Ruden keeps her students challenged and engaged in her classroom and says it's important to create a safe learning environment for all.
Asha Ruden has spent her entire career at Mount Everett as science teacher in the middle school and more recently in the high school. She's working toward a doctorate in education leadership.
SHEFFIELD, Mass. — Mount Everett Regional School science teacher Asha Von Ruden has been selected as the November Teacher of the Month.
The Teacher of the Month series runs for the next six months in partnership with Berkshire Community College.
For a span of 26 years, Ruden has been a guiding force at Mount Everett, dedicating her entire career to the institution.
Throughout her tenure, she has attempted to encourage students to be lifelong learners.
"I hope that they stay curious about the world, that they see themselves as a part of the world, and that they learn something from every place and every person that they meet," Ruden said.
Ruden not only teaches this sentiment but is also practicing what she preaches, being a lifelong learner herself.
She is currently working toward her doctorate degree at the University of Massachusetts at Lowell in leadership in education with a focus in science, technology, engineering and mathematics, or STEM.
Ruden hopes to have it completed by May. In the future she would like to have a leadership position in a STEM program.
She has been an integral part of initiating and maintaining school traditions such as Greek Week and ballooning, Middle School English teacher Kim Simpson-Gomes said.
Most of Ruden's career has been in middle school but this year she is teaching high school and college-level science courses.
"Asha came on a short time after I did and we worked together for 21 years in middle school. She's great," Principal Jesse Carpenter said.
"Working with the middle school students at the time, [she] really did a tremendous job with all aspects of teaching, social emotional learning, teaching science. Getting kids really engaged and interested in science, I think, was one of her strong points."
Ruden taught the students that she currently has in seventh grade and said it is "mind blowing" seeing them grow and develop.
Every student is different and comes into the classroom with their own knowledge and experiences, she said.
"I have learned that I am probably going to learn more from the kids than they are going to learn from me," Ruden said.

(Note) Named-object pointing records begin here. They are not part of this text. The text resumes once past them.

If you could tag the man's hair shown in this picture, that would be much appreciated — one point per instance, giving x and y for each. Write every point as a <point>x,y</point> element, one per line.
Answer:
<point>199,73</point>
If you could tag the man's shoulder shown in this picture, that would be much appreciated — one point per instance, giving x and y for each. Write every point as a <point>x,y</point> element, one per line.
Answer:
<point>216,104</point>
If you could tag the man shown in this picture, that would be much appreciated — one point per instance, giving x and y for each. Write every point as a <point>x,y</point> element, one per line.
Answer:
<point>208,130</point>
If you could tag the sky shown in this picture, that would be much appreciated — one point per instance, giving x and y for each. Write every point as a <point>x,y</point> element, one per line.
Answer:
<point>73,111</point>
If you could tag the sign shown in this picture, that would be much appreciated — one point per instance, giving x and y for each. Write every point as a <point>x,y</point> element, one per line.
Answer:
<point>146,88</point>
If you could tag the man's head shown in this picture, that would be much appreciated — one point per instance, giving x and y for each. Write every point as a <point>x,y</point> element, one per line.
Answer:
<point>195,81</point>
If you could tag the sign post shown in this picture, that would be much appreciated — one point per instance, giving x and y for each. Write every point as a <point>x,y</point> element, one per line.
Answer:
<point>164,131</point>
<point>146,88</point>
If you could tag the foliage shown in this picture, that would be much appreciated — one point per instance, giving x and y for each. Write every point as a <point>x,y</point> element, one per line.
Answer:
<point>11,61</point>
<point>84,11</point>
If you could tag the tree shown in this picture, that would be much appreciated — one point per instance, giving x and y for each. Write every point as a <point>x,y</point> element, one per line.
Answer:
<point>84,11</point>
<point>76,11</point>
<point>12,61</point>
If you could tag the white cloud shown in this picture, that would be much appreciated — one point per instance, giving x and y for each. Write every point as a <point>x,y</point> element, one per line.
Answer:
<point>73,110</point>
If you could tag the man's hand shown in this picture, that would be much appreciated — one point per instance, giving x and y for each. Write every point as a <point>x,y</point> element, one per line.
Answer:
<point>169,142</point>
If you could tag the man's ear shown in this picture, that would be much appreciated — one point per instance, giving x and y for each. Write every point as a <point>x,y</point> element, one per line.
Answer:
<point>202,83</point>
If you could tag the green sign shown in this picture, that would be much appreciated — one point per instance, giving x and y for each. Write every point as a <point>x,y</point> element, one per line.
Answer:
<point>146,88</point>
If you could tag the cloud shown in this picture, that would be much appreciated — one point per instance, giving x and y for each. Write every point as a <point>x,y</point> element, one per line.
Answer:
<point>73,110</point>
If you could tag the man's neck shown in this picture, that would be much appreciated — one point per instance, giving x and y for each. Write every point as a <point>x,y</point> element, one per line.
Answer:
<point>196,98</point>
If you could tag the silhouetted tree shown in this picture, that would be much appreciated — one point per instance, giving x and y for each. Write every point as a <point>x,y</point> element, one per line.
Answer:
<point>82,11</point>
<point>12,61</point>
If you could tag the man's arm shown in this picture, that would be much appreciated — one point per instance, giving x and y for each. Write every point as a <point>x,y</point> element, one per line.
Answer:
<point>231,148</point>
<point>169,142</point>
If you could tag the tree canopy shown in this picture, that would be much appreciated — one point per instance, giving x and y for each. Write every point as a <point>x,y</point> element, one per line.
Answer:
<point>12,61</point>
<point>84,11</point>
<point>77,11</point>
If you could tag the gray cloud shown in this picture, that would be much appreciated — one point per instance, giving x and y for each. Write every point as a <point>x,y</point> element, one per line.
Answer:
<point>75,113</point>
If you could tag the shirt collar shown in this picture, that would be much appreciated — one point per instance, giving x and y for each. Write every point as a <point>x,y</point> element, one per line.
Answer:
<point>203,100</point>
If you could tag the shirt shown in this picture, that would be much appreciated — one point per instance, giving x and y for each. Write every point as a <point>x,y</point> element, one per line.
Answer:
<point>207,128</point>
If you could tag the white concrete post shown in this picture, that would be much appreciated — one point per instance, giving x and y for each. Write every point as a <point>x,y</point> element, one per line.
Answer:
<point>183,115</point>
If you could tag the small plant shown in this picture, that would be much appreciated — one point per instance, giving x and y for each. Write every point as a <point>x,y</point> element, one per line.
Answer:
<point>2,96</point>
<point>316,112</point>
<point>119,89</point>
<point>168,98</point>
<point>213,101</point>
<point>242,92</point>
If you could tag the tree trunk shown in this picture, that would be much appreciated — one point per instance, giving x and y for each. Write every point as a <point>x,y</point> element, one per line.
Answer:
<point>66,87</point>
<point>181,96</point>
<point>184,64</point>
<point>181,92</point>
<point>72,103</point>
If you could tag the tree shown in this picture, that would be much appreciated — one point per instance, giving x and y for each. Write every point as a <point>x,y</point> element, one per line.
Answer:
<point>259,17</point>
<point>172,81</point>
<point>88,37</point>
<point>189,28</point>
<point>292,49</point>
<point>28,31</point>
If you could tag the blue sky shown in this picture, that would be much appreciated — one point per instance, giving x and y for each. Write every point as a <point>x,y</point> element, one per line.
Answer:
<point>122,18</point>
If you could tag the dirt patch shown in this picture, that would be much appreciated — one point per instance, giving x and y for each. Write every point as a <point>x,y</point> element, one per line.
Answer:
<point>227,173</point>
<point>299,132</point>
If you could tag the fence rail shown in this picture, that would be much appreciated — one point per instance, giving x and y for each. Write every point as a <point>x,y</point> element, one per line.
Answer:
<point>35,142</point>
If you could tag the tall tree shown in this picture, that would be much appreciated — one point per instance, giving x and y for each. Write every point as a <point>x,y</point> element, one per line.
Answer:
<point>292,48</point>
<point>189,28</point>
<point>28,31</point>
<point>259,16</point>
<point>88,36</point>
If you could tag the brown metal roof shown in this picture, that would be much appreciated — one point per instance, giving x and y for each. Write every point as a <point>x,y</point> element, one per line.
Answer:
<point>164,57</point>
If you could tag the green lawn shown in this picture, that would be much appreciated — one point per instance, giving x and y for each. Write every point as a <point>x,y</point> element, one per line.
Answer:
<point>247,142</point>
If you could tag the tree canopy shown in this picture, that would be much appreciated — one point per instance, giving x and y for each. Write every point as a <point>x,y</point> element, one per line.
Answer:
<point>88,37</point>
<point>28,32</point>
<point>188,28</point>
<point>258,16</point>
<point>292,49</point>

Her students expressed being grateful for having the opportunity to have her twice.
"I've had her twice now and in each class, I kind of felt like she really actually helps me learn. If I have a problem in some other classes, I feel like it's not tended to as nicely, but in here I understand things and if I don't, then she'll take time out and stop the lesson and go over something," said one student.
"She has helped me in countless ways, like I've gotten into science, and I'm actually planning on going into physical education and this class specifically is helping me solidify that with all the anatomy she's teaching us. She's been like a teacher I've always wanted to have more times, but I've never been able to but now I'm grateful that I have had the chance to have her twice."
It is important to create a safe environment where the kids feel comfortable enough to ask questions, Ruden said.
As soon as you walk into the classroom you cannot help but notice some of Ruden's animals, which include two chinchillas and a couple tanks of fish.
Although students are not allowed to take the chinchillas out of the cage, they are allowed to reach in and pet them. Having pets to interact with is helpful to some students, Ruden said.
Having pets in the classroom teaches students to be respectful and helps them understand that the animals are living creatures, she continued, and some students develop a level of interest in helping to care for the animals.
Having the animals builds community and helps the students see outside of themselves, Ruden said.
"Kids need to feel safe to share what they're thinking and ask questions. If they don't they're not going to develop their ideas, and they're not going to grow as a community and as an individual," she said.
Teaching middle school students poses different challenges than high school students, Ruden said. Middle school students have "quite an energy" so when teaching them you have to try and manage that energy and channel it into things that are positive in the classroom.
In high school that is not so much the case, she said. The challenge is to make sure that the curriculum, information, and tasks are challenging to them.
She believes it is important to help students grow in their own way. Every student is different and it is satisfying to see each student arriving at the same answer a different way, she said.
"I love when the kids figure something out. I like to pose problems to them and have them figure them out and when they do that's very satisfying," Ruden said.
"...When they realize something about themselves that they didn't know beforehand or they realize they can do something they didn't think they could do or, you know the 'aha' moment, and the light bulb goes off, that's the most satisfying part of teaching."